New Delhi:  In a major jolt to the Imran Khan government in Pakistan, the Asia Pacific Group (APG) of Financial Action Task Force (FATF), the international money laundering watchdog, on Monday concluded that Islamabad has not taken sufficient measures to fully implement UNSCR 1267 obligations against 26/11 mastermind Hafiz Saeed and other terrorists associated with Lashkar-e-Taiba, Jamaat-ud-Dawa.

After inspecting Pakistan’s progress record on curbing money flows to terrorists and terror organisations, the FATF, in its latest report titled Mutual Evaluation Report (MER) of Pakistan, asked the country to ‘identify, assess and understand’ its money laundering, terror financing risks, including transnational risks and risks associated with terrorist groups” operating in its country.

“With the exception of some recent actions discussed in detail below, Pakistan has not taken sufficient measures to fully implement UNSCR 1267 obligations against all listed individuals and entities – especially those associated with Lashkar-e-Tayyiba (LeT)/Jamaat-ud-Dawa (JuD), and Falah-i-Insaniat Foundation (FIF) as well as the groups’ leader Hafiz Saeed,” the report stated.

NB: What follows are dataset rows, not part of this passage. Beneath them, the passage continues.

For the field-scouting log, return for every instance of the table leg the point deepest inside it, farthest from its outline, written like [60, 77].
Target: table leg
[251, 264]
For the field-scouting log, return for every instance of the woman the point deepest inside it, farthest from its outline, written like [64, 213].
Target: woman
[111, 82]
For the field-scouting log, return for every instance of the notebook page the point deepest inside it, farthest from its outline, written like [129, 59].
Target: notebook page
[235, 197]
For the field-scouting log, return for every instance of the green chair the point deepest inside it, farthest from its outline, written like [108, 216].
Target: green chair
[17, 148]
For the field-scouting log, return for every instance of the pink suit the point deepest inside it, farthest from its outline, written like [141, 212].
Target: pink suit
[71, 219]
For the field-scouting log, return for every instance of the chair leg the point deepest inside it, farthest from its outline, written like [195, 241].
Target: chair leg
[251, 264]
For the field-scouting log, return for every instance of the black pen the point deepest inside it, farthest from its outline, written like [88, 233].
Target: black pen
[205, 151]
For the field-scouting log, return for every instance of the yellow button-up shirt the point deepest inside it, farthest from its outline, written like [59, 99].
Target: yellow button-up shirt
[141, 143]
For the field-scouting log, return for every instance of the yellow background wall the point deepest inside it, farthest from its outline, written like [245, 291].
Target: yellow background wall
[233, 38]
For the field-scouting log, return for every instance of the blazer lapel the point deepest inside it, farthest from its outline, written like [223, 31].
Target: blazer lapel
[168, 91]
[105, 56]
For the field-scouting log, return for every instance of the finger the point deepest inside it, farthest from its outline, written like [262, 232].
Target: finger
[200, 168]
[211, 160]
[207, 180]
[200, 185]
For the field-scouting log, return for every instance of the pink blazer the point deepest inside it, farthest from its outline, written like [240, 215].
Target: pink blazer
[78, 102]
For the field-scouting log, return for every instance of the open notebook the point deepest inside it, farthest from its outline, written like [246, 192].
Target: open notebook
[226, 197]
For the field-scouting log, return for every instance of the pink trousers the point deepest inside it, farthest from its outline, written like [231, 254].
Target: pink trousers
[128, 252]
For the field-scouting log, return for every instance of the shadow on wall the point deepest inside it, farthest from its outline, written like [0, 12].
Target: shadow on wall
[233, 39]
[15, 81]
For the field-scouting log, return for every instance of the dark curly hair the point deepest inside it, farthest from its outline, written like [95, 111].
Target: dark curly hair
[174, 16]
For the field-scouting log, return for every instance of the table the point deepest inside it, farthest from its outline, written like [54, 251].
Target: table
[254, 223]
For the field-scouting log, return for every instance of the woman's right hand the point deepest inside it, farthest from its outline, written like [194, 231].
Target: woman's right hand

The report strengthens India’s case for the FATF’s next meeting scheduled to be held between October 13-18 as it will consider the findings of the Mutual Evaluation Report (MER) of Financial Action Task Force (FATF).

However, it comes as a major blow to Pakistan which faces threat of being placed in FATF’s blacklist. Last year in June, the neighbouring country was place in grey list and was given 15-month deadline to implement its 27-point action plan.